What is a clinical “diamond”?

In medicine, a clinical pearl is a short aphorism meant to assist the clinician faced with a complex clinical situation in cutting to the essence of the matter and making a correct decision… Such “pearls” are intended to be default approaches of high value and low risk that the wise clinician will automatically incorporate into practice as a matter of course, barring some exceptional clinical circumstance.

… We present here 10 such aphorisms, elevated to diamond status by virtue of their ability to prevent what is perhaps the most tragic event in all of medicine and by their universal applicability to nearly every patient, every time.

They are:

  1. A pregnant woman with acute chest pain should have an immediate CT angiogram
  2. A patient with preeclampsia and shortness of breath should have a chest X-ray immediately
  3. A hospitalized patient with preeclampsia and a systolic blood pressure of 160 or a diastolic pressure of 110 should receive an IV antihypertensive within 15 minutes
  4. Angiographic embolization should not be used for acute, massive postpartum hemorrhage
  5. Any woman with cardiac disease gets a maternal–fetal medicine consult
  6. If more than one dose of medication is needed to treat uterine atony, go to the patient’s bedside until the atony has resolved
  7. Never treat “postpartum hemorrhage” without simultaneously pursuing an actual clinical diagnosis
  8. A postpartum patient who is bleeding or who recently has stopped bleeding and is oliguric, should not receive diuretics
  9. Any woman With placenta previa and even one previous Cesarean should be delivered in a tertiary care hospital
  10. Every labor and delivery unit should have a recently updated massive transfusion protocol

In other words, to prevent maternal death from pulmonary embolism, severe preeclampsia, cardiac disease, and postpartum hemorrhage, we need increased use of technology, more treatment with medication, more direct physician supervision and access not only to blood banking but to massive transfusion protocols.
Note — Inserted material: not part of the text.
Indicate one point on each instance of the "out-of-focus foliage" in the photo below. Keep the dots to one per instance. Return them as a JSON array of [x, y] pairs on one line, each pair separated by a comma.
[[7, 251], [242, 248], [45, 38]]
In contrast to the insinuations (or claims) of NCB and homebirth advocates, the solution is NOT “trusting birth,” unhindered birth, birth affirmations, nutrition, supplements, chiropractic or indeed ANY care that is exclusive to midwifery.

Maternal mortality is a serious problem that requires serious solutions. NCB and homebirth advocates (like Ina May Gaskin) who exploit this issue for personal gain (and who simultaneously make no concrete efforts to treat it) are worthy of nothing but contempt.